Thursday, December 31, 2020

"The End" Week: Flinch #16!

Sometimes I'll grab a last issue when I find it; and sometimes I'll randomly find one already in my collection, like today's book: From 2001, Flinch #16, with "The Wedding Breakfast" Written by Mike Carey, art by Craig Hamilton; "a temporary life." Written by Charlie Boatner, art by Philip Bond; and "Descent" Written by Guy Gonzalez, art by Danijel Zezelj. Cover by Richard Corben.
This was Vertigo's short-lived horror anthology: they had done more themed mini-series like Weird War Tales, Weird Western Tales, and Strange Adventures; but Flinch was a little more free-form. Vertigo was pretty good about getting names for those; but I don't know if 8-page stories were big enough draws.
In "The Wedding Breakfast," a shifty Victorian plots to use the poorhouse his father sponsored, to get a new downstairs maid. That's his cover story anyway, he's just looking for a suitable human sacrifice to the lords of hell; and young, naive Mala seems tailor-made for it: no close friends, prone to fantastic stories, and seemingly convinced her lost father would find her. The lamb is led to the slaughter sure enough, but of course there's a twist. "a temporary life." finds a young temp worker, smitten and grateful to his lovely supervisor Tina for the job, who volunteers for a metabolic study that gives him super-speed. Less like the Flash, more like "Wink of an Eye." He would do anything for her, but what can he do at invisible speed and aging rapidly? Lastly, in "Descent" a young man checking out a sleazy live sex show gets more than he bargained for...and then more still. Zezelj's art makes it creepy as hell; I'd seen his work in Captain America: Dead Man Running.

1 comment:

  1. So I just read it. Wow. Nice twists, although the 2nd one really isn't so much a twist as just pretty fucking cruel, and the 3rd one just seems like a PSA against going to strip clubs & possibly an indictment on the porn industry, idk.
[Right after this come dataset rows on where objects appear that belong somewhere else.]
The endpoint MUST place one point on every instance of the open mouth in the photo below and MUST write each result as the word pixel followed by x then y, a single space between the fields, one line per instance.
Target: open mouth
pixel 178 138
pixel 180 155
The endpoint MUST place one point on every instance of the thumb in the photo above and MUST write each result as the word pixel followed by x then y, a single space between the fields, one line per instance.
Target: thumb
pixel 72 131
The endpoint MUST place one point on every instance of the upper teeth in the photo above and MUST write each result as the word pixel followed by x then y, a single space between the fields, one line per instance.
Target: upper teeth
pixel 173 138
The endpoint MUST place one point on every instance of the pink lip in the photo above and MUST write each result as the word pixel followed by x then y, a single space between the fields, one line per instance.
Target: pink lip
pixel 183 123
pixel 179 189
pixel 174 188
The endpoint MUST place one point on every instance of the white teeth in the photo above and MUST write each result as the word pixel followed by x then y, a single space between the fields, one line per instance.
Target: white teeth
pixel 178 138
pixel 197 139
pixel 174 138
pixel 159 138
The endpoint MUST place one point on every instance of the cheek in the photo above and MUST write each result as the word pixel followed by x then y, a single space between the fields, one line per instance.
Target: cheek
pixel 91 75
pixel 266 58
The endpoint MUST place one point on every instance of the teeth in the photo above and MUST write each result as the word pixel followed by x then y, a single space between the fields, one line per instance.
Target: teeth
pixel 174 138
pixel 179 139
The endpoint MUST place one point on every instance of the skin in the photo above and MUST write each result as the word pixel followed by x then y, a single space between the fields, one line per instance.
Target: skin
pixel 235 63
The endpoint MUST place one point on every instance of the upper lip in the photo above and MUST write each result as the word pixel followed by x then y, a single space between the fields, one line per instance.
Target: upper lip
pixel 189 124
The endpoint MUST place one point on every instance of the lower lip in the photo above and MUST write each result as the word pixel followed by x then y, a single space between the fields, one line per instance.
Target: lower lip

    I definitely remember the cover to this first issue due to how freaky it looked when I saw an ad for it in an issue of Wizard at the time. I'm not sure why I didn't get into it or the other anthology ones other than I was young, dumb and mostly stuck to mainstream titles, very rarely venturing outside of them other than occasionally buying indy stuff from Image.

    I did buy the 1st issue of Weird War Tales though and definitely found myself tearing up reading one of the stories.

    Looks I'm going to have to go back and read ALL of these now.